Genre: Science Fiction
Publisher: Marcher Lord Press
Publication Date: April 2009
Reviewed by Tim George
Imagine you are born into a culture entrenched in a strict cast system and you are from the lowest possible circumstances. Your only hope to advance beyond your lowly birth is to join the military and hopefully prove yourself worthy. After years of service as little more than a prison guard your day comes to show what you can do in graduating field exercises. The problem is the judges will never overlook your origins, so you must do far better than any other soldier to even hope to be passed.
Near the end of training, you find yourself in a cave where the missing child of an important official has been taken hostage. What happens in that cave ensures your place as a soldier but also leaves you with a dark secret that will follow you from that day forward. Not long after joining your first field unit, its commanding officer volunteers for a mission to provide security for, of all things, engineers. Little could your unit know what this simple and potentially boring mission will mean for you or the entire world.
Now imagine this all happens on a distant planet whose history is shrouded in the Dread, a gnawing fear that discourages its inhabitants from digging too deeply into their past. Only a few have faith in who they believe to be the one true creator while most, like you, believe in nothing but themselves and the Karn Empire. You are a simple solider who will face extraordinary situations, enemies, and decisions you never imagined (except in your dreams). Oh did I mention? You are a Yanguch of the planet Saurin. You are eleven feet tall, eighteen feet long and have skin that is blue-green with maroon speckles.

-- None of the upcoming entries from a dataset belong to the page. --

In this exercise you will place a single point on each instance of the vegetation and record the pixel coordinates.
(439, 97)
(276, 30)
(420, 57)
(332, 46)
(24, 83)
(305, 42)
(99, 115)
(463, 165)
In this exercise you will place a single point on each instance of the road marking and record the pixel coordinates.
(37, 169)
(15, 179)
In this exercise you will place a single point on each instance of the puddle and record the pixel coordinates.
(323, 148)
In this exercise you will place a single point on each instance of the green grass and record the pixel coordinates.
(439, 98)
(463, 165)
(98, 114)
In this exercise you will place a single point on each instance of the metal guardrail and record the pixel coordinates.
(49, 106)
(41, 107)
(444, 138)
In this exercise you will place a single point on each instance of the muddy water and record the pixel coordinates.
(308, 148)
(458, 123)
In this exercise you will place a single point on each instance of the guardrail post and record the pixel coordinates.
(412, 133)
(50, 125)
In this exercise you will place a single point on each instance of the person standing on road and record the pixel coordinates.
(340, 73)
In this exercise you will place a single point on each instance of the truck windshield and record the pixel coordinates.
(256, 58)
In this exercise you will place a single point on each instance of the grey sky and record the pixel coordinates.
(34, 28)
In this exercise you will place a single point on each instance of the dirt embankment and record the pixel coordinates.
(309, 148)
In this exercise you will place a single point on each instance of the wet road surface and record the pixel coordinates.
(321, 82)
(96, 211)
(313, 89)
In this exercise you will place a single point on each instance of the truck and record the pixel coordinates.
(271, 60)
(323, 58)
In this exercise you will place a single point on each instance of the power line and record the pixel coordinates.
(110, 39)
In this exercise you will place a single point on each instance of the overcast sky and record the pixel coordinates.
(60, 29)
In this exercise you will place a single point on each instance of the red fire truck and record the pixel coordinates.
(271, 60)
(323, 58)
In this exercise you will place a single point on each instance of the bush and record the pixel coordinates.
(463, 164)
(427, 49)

Stockton has spent much of his life building the mythos of the Starfire world and it shows in the richness of its characters and story of his debut novel. To be honest, I haven’t read fantasy or this kind of Science fiction in many years but Stockton has wet my appetite for more. Marcher Lord Press is committed to bringing a genre of fiction authors have had great difficulty in finding a publisher for. If Stuart Stockton’s work is an indicator of this imprints future, we have much more to look forward to from Marcher Lord Press!




1 Response
Starfire is an awesome book! I love the charts in the front that show the shapes and sizes of each dinosaur as compared to each other. So creative. So fun!